Laura’nın belediye binasına girişiyle başlayan roman kronolojik olaylar silsilesiyle devam etse de, bir yandan da Laura’nın geçmişe dönük olarak polislere olayları anlatırken yaptığı yorumlarla karşılaşıyoruz. Viel’in öbür kitaplarında olduğu üzere vakit ve yer atlamalarına rastlanıyor. Roman boyunca aslında her bir karakterin iç seyahatine çıkıyoruz. Romanlarında çok boyutlu karakterler yaratmaya dikkat eden müellifin bu kitabındaki karakterler de başlı başına birer düzgün edebiyat numunesi. Viel’in romanı başlangıçta karmaşık ve muğlak üzere görülebilen, fakat sonradan açılıp genişleyen, okuyucuyu içine çeken bir üslubu haiz. Zira roman ilerledikçe aslında bu muğlaklığın içerisinde planlanmış bir sistem ve netlik olduğunu keşfediyorsunuz. Muharririn vakit zaman olayları sinematik bir perspektifle anlatması da her şeyin gözümüzde canlanmasını daha kolay bir hale getiriyor.

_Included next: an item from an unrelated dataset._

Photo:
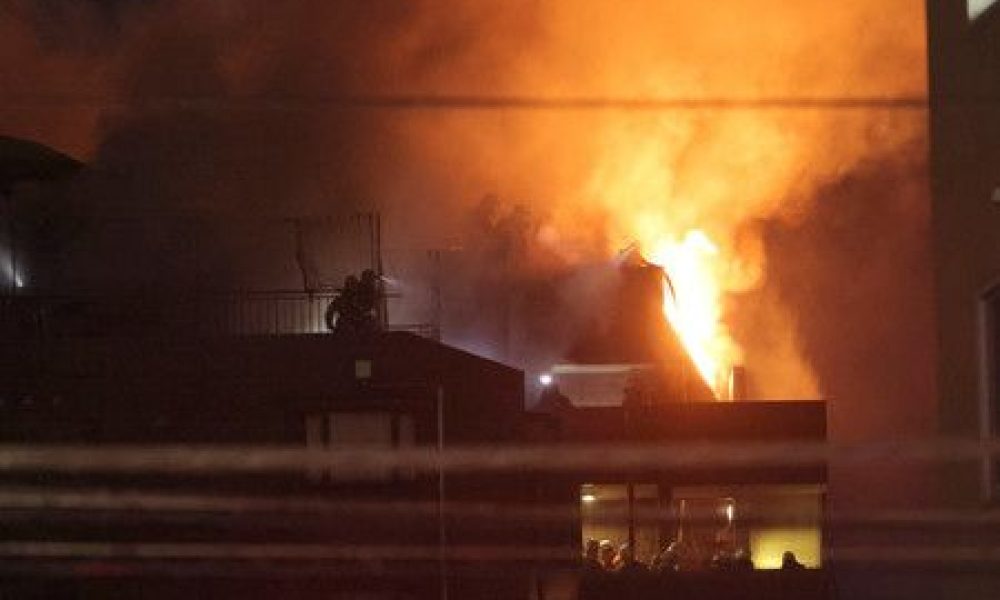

SOSYAL VE POLİTİK SORUNLAR

Viel’in edebiyatındaki temel problem, toplumsal ve politik sıkıntılar: İkili bağlar, aile ilgileri, çıkar ilişkileri… Her birinden bir modül görmek mümkün. Muharrir, toplumda hâkim pozisyonda olan insanların davranışları ve tavırlarına yönelik isabetli tahliller yapıyor. Siyasetin gerisinde dönen kirli bağlara ışık tutuyor. En kıymetlisi de patriyarka bayrağının en sıkı taşıyıcılarından olan politik güçlerin istedikleri her şeyi nasıl elde edebileceklerini ortaya koyuyor. Bu güçler sizden istediğini aldığında, birden fazla vakit buna “izin verdiğinizin” bile farkında olamazsınız, lakin onların aleyhine bir durum geliştiği vakit etraftaki herkesi işlerin etik seviyede yürüdüğüne inandıracaklardır, hatta bazen sizi bile. Bir bayan olarak bu türlü bir güce açtığınız savaşta, yol çok açık ki engebelidir. Halk, polis, adalet… Ağzınızı açtığınız anda mağdurken hatalı durumuna getirilip yalancı, para avcısı üzere etiketlere maruz kalırsınız. Karşı taraf ise halkın temizi ve kahramanı olur. Viel de bu bahislere değiniyor romanında, çok güçlü bir karakter yaratarak. Her şeyi göze alıp bu otoriteye baş tutan yirmilerinde genç bir bayan. Yürek ve kararlılığıyla aslında tüm bu sistemi nasıl sarsabileceğini, nasıl gücü elinde tutan taraf olabileceğini kanıtlıyor okuyucuya. Sonunda iktidara açtığı bu savaşı kazanmayı başarıyor mu, başaramıyor mu sorusunun yanıtını şimdilik okuyucuya bırakalım, fakat başardığı bir şey varsa, o da böylesine yıkılmaz duran bir gücün bile aslında temellerinin nasıl da kolay sarsılabileceği gerçeğini vicdanlara salmak.